Kissinger's scheduled visit to London later this week is the subject of two legal bids
Kissinger's scheduled visit to London later this week is the subject of two legal bids  

LONDON, England -- An attempt to have former U.S. Secretary of State Henry Kissinger arrested in Britain for alleged war crimes has failed.

British human Rights campaigner Peter Tatchell applied to London's Bow Street Magistrates' Court on Monday for a warrant for the arrest of Kissinger under the Geneva Conventions Act.

Tatchell alleges that Kissinger's direction of the Vietnam War of the 1960s and 1970s amounted to a breach of British laws requiring people of all nationalities to observe the Geneva Conventions on the conduct of war.

It is the latest legal bid made against Kissinger.

According to a copy of a court order obtained by CNN, Spanish judge Baltasar Garzon issued an order last week asking British authorities to permit the questioning of Kissinger when he arrives in London on April 24. (Full story)

Garzon is believed to want to question Kissinger over his alleged involvement in "Operation Condor," a scheme by former military dictatorships in Brazil, Argentina, Chile, Paraguay and Uruguay to persecute and eliminate their opponents during the 1970s and 1980s.
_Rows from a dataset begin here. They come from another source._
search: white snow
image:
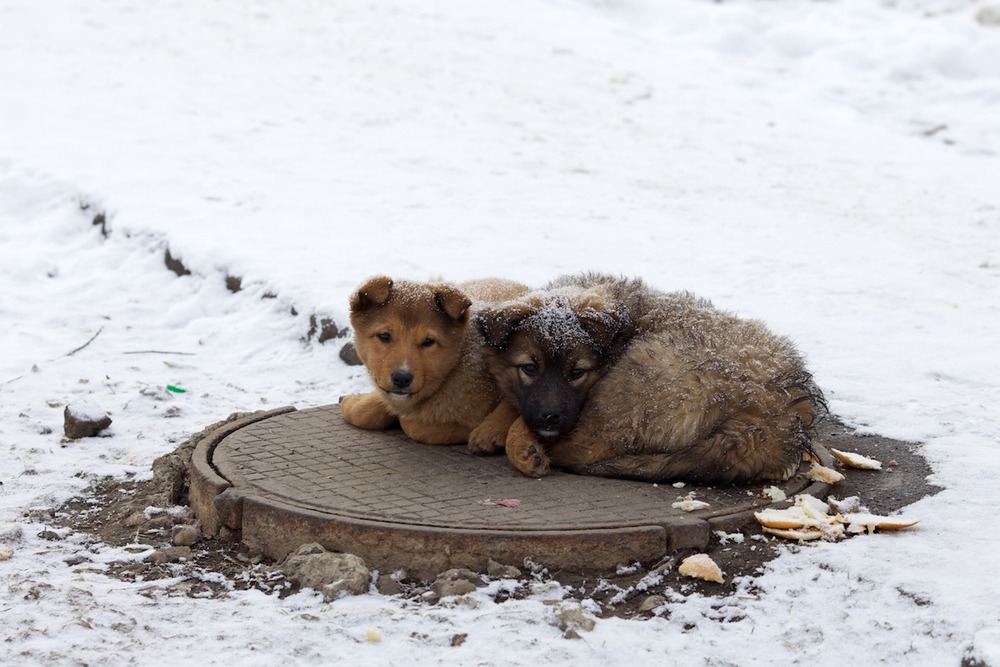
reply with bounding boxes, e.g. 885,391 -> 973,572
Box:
0,0 -> 1000,665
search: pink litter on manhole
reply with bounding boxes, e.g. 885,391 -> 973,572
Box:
479,498 -> 521,507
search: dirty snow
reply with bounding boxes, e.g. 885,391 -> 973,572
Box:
0,0 -> 1000,665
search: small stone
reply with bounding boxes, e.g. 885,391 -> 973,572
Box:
281,542 -> 372,601
171,524 -> 201,547
976,5 -> 1000,26
375,576 -> 403,595
63,401 -> 111,440
486,559 -> 521,579
145,547 -> 194,565
639,595 -> 667,614
556,600 -> 596,632
122,510 -> 146,528
431,568 -> 486,598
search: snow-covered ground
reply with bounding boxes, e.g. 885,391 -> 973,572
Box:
0,0 -> 1000,665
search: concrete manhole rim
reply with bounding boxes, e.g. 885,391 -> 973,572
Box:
190,405 -> 832,574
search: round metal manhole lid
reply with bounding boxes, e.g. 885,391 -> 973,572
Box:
192,405 -> 829,571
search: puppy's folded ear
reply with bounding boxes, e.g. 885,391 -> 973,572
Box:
434,285 -> 472,322
476,305 -> 531,349
351,276 -> 392,313
577,308 -> 635,356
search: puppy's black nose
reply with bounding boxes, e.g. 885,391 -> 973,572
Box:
540,412 -> 562,426
389,371 -> 413,389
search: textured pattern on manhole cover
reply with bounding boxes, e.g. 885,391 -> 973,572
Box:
212,405 -> 820,531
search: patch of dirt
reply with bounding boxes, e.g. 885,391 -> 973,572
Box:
50,414 -> 941,620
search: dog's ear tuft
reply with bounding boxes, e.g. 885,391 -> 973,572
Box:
351,276 -> 392,313
577,308 -> 634,357
434,285 -> 472,322
476,305 -> 531,350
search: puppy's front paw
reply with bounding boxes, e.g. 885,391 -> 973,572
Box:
506,419 -> 551,477
469,424 -> 507,456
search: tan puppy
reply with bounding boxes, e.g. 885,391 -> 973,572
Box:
477,274 -> 825,482
341,277 -> 528,454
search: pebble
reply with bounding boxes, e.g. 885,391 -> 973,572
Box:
171,524 -> 201,547
144,547 -> 194,565
280,542 -> 372,602
431,568 -> 486,598
486,559 -> 521,579
63,401 -> 111,440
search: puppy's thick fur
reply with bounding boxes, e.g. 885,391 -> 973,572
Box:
341,276 -> 528,453
477,274 -> 825,483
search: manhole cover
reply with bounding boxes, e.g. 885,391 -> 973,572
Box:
191,405 -> 831,576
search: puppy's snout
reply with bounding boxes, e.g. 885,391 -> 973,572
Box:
389,371 -> 413,389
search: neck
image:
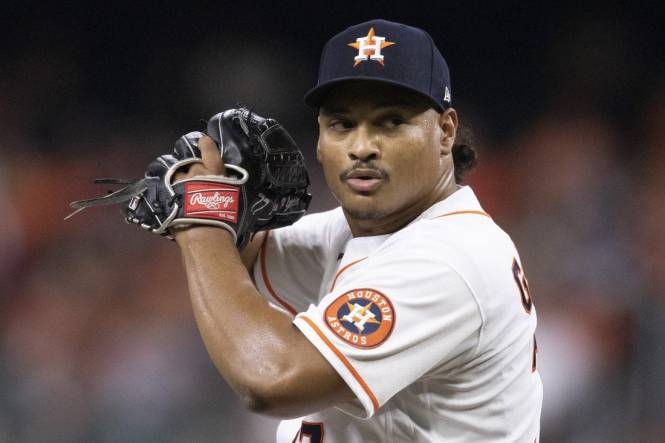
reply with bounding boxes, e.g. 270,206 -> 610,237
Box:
343,174 -> 461,237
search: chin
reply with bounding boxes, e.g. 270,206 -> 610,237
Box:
342,205 -> 390,220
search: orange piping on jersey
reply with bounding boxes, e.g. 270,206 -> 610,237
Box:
298,315 -> 379,412
328,257 -> 367,292
259,231 -> 298,316
434,211 -> 492,218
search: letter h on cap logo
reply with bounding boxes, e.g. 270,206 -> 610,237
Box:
348,28 -> 395,68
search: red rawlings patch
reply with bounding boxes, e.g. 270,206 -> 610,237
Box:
184,181 -> 240,223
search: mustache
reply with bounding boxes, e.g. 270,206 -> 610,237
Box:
339,161 -> 388,180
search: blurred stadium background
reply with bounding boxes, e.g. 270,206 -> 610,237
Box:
0,1 -> 665,443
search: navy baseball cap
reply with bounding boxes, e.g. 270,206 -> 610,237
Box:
305,19 -> 452,111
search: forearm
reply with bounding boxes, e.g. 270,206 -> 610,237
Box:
176,227 -> 299,396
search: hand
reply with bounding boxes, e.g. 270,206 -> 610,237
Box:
171,135 -> 233,247
175,135 -> 226,181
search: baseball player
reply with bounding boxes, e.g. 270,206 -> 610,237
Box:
75,20 -> 542,443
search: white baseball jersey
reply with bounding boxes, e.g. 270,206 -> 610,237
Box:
254,187 -> 542,443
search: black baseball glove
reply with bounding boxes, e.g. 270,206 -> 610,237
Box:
71,108 -> 311,248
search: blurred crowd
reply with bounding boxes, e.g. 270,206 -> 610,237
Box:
0,5 -> 665,443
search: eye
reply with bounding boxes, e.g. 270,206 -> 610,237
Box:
328,120 -> 353,131
384,115 -> 406,128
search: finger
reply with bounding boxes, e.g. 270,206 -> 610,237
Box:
199,135 -> 226,175
174,163 -> 206,181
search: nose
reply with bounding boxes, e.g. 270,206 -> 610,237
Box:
348,126 -> 381,161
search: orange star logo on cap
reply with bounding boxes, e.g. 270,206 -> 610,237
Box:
348,28 -> 396,68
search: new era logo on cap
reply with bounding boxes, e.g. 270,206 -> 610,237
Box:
305,20 -> 452,111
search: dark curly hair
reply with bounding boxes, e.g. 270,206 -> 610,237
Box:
453,124 -> 478,185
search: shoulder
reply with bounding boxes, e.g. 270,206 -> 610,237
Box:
270,208 -> 351,255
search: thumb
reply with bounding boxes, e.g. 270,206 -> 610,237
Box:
198,135 -> 226,175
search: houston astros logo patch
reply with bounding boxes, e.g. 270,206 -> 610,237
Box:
348,28 -> 396,68
325,288 -> 395,348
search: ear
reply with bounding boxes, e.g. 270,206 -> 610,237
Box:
316,115 -> 321,163
439,108 -> 458,155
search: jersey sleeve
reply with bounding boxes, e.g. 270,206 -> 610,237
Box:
253,210 -> 343,316
294,231 -> 482,418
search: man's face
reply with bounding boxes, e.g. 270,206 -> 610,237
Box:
317,82 -> 457,232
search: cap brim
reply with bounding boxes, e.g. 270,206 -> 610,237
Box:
305,76 -> 449,112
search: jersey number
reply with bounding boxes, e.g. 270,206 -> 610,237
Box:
513,259 -> 533,314
513,258 -> 538,372
293,421 -> 323,443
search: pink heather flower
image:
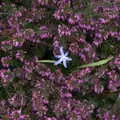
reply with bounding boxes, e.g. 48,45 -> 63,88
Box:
55,47 -> 72,68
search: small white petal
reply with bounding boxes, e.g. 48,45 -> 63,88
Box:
55,55 -> 61,58
66,57 -> 72,61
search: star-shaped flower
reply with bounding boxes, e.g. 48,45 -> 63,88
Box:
54,47 -> 72,68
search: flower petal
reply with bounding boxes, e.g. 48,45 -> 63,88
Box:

Tatchell told Monday's BBC's Radio 4's Today programme: "The basic case against Henry Kissinger is that while he was National Security Adviser to President (Richard) Nixon from 1969 to 1973, he effectively oversaw and was the chief architect of U.S. war policy in Vietnam.

"He had a hands-on approach. He was the person who authorised and even proposed and supervised the indiscriminate bombing of Cambodia, Laos and Vietnam.

"As a result, he bears direct responsibility for the mass deaths and displacement of civilian populations.

"These are crimes under British law. The Geneva Conventions Act 1967 says that failure to distinguish between military and civilian targets and pursuing military operations which endanger and kill civilians are war crimes.

"There is no limit of time and anybody who commits these crimes anywhere in the world, whatever their nationality, can be tried in Britain.

"If justice should prevail, which I hope it will, I will be granted a warrant, because the law of the land says these actions are war crimes.

"At the very least, the court ought to give the opportunity for the case to be heard."

Mugabe arrest bid

But at the court hearing, District Judge Nicholas Evans told Tatchell that he needed the UK Attorney General's consent to proceed and that "there is nothing I can do."

Tatchell said he would seek "clarification" on the matter.

Kissinger is expected in London on Wednesday to address the Institute of Directors at the Royal Albert Hall.

Outside the hearing Tatchell said: "I expect the Attorney General to enforce the Geneva Conventions Act by agreeing to prosecute Henry Kissinger.

"If he is unwilling to do so I am seeking his permission to bring a private prosecution. It will cost many thousands of pounds but we will find some way to sort that out.

"There are no immunities from prosecution. No one is beyond the law."

In March last year, Tatchell accosted Zimbabwean President Robert Mugabe as he emerged from a lunch in London.

Tatchell, protesting about Mugabe's anti-gay rhetoric, called him a "murderer" and "torturer," and tried to make a citizen's arrest.

In 1998, Tatchell again caused controversy when he mounted the pulpit in Canterbury Cathedral during the archbishop's traditional Easter Sunday sermon.